What should be their strategies and priorities? Padhi feels
that the generalization of the role of CIOs will be difficult,
but feels CIOs will have three options: first, to setup their
own IT systems and get their own packages; second, to join independent
exchanges; and third, to get along with other industry players
and form their own private exchange. “CIOs should carefully
analyze the benefits of each of the options in terms of time
and cost savings, standardization, before taking a decision,”
contends Padhi.
For Dutta the strategy is “do not go by fads”. (Read Dr. Milind Oka’s series in CIO Enterprise) Companies need to identify the critical areas of the business, for only an honest assessment vis-a-vis competition will serve as a global benchmark.
Roadblocks
The roadblocks for any new concept are not confined only to
infrastructural areas. They also have a lot of psychological
implications. B2Bs are no exception.
Speed, connectivity, absence of proper payment gateways and bandwidth are its main adversaries. Bhatnagar feels that security is also a major issue. “There is a psychological discomfort when it comes to payment through the net,” he says. However, for him, infrastructure is a non-issue. “If you create a solution which is resource hungry and bandwidth hungry then you have a problem. So you need to create an environment that is compatible to Indian systems,” he asserts.

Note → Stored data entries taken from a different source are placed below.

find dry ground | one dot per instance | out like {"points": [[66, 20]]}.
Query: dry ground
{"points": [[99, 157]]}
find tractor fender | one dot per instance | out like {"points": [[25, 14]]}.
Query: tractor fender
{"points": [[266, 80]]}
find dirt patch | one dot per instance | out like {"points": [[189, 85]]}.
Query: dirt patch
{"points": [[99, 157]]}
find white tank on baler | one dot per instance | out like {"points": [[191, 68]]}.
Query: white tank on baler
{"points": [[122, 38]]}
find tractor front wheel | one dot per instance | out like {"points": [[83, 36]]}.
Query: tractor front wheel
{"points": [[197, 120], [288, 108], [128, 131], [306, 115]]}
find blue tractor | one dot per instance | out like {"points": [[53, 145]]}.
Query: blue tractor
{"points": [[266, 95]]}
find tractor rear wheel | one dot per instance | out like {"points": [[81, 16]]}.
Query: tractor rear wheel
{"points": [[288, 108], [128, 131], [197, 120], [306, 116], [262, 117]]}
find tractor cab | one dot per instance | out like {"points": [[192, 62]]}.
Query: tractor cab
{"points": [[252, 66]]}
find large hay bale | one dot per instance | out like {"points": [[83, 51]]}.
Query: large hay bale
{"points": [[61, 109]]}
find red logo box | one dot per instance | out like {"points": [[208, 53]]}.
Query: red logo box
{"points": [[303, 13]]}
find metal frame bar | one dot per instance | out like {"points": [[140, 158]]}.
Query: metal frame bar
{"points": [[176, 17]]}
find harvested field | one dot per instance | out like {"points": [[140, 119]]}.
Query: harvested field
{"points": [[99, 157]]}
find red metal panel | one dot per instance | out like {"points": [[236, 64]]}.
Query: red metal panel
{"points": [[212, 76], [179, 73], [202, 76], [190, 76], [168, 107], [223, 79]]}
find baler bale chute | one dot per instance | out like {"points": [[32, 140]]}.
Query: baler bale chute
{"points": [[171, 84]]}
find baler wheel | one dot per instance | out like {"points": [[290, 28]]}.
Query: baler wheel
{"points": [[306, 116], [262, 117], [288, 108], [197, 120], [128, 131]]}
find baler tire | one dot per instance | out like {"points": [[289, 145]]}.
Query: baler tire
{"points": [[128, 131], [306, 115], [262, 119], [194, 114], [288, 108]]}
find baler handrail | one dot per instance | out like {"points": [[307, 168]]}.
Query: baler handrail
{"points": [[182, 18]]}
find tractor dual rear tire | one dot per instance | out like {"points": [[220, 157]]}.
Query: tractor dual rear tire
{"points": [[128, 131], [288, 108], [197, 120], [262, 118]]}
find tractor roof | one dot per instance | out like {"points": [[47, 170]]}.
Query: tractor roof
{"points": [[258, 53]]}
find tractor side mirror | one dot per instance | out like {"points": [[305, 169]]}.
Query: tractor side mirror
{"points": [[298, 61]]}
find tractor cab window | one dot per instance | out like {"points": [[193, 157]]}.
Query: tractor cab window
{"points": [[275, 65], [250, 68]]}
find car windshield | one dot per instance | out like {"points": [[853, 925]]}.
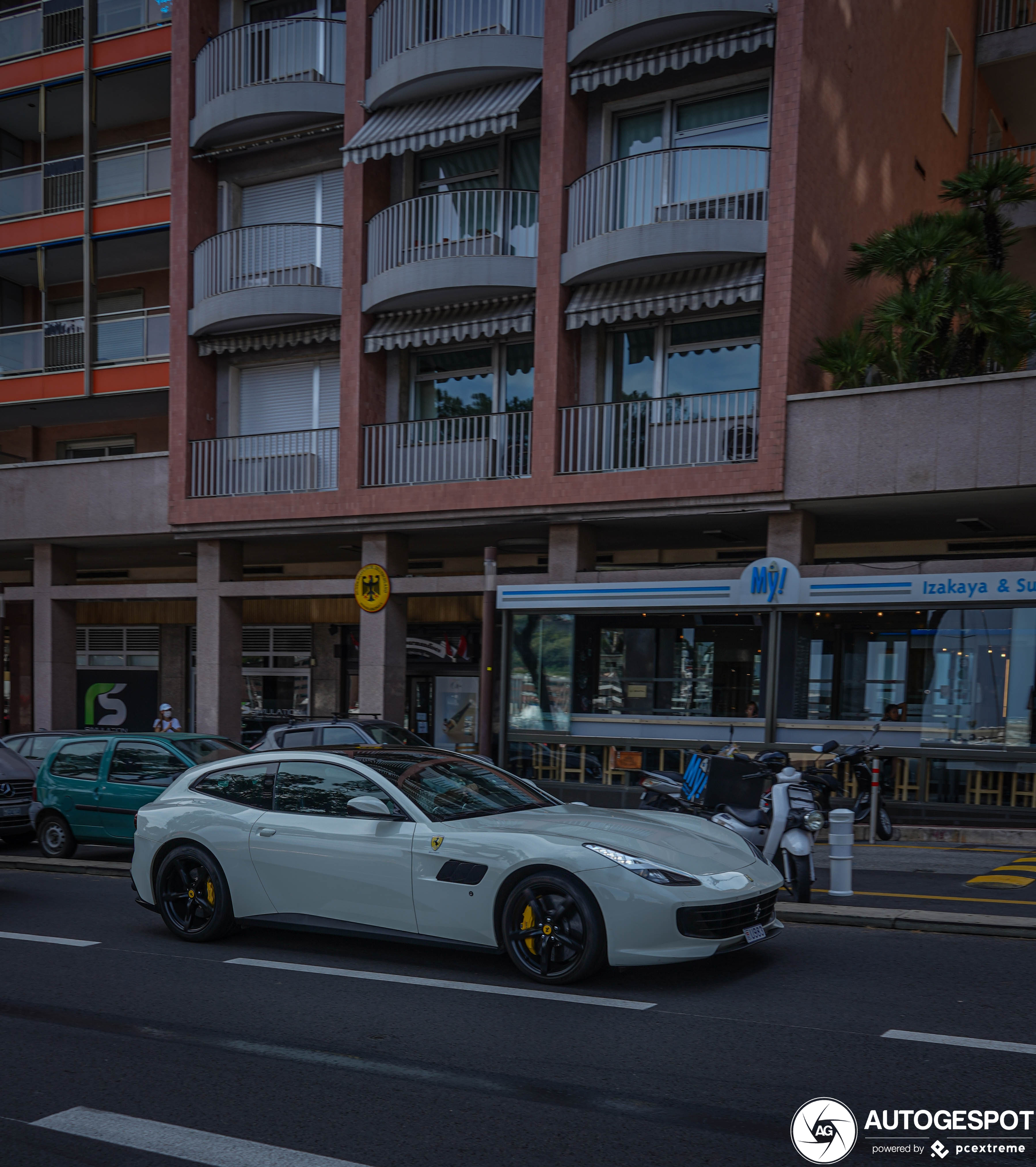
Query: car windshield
{"points": [[446, 789], [210, 750], [394, 736]]}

For Dutta the biggest issue is mindset; that is, creating the right mental framework for adoption of the system. Fear of what is going to happen in future in the light of economic slowdown and globalization, uncertainty in terms of policy adoption, and doubt in terms of success of the policy are the major factors that impede e-commerce transactions.
For Padhi, huge investments in supplier upgradation programmes and the absence of regulatory infrastructure are the major bottlenecks. Saraf does not consider security as a big issue since most of the transactions are done offline. “For basic security concerns there are standard solutions that are used worldwide,” he contends.
The future
Gartner Group’s forecast coupled with Cassandra’s prophecy
about the impending B2B doom has put a question mark on the
future course that B2Bs are more at a conceptual and trial
stage not only in India but also in the U.S., which makes
large-scale B2B transactions look like a distant dream.
“In India government sectors are yet to take the initiative for B2B commerce. And since the government is the biggest buyer in many sectors, the private players will not be able to sell anything to them online,” muses Goel.
“People are expecting
too much too soon,” quips Saraf, adding that it was like
sowing a seed and expecting fruits even before the sapling
has sprouted. “It is a very new concept and people have
to be educated, money invested in new technology, and
infrastructure built. B2B’s promises are definitely not
overstated,” he says. |
Like offline businesses even B2Bs need some gestation period |
Hype or no hype, B2Bs are here to stay, but the future will
see many obituaries written about players jumping onto the B2B
wagon without getting their basics right.
By Satyapriya Verma, Senior Correspondent with TMG.
(Courtesy: CIO India).
This is an extract of an article published in CIO, July 2001.